🤖 AI Summary
Existing robotic drawing systems struggle to model the complexity and stylistic diversity of human brushstrokes, resulting in limited artistic expressiveness. To address this, we propose the first differentiable spline-based stroke model tailored for real-world robotic painting: artist trajectories are captured via motion capture; a variational autoencoder (VAE) learns a compact latent stroke space; and, for the first time, learnable spline dynamics are embedded within the closed-loop control architecture—overcoming fundamental limitations of conventional Bézier curves in both morphological fidelity and semantic expressivity. Our model enables sample-efficient training, editable style transfer, and semantically grounded stroke planning. Integrated on the FRIDA robotic platform and evaluated through human perception studies, our approach significantly outperforms prior systems in stroke artistry, human likeness, semantic planning accuracy, and stylistic diversity.
📝 Abstract
A painting is more than just a picture on a wall; a painting is a process comprised of many intentional brush strokes, the shapes of which are an important component of a painting's overall style and message.

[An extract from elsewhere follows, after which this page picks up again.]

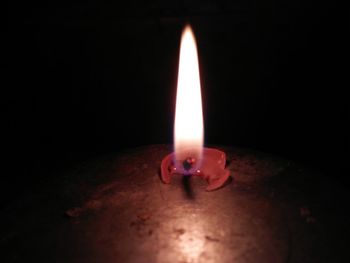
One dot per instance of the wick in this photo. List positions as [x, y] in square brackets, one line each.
[188, 163]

Prior work in modeling brush stroke trajectories either does not work with real-world robotics or is not flexible enough to capture the complexity of human-made brush strokes. In this work, we introduce Spline-FRIDA which can model complex human brush stroke trajectories. This is achieved by recording artists drawing using motion capture, modeling the extracted trajectories with an autoencoder, and introducing a novel brush stroke dynamics model to the existing robotic painting platform FRIDA. We conducted a survey and found that our open-source Spline-FRIDA approach successfully captures the stroke styles in human drawings and that Spline-FRIDA's brush strokes are more human-like, improve semantic planning, and are more artistic compared to existing robot painting systems with restrictive B'ezier curve strokes.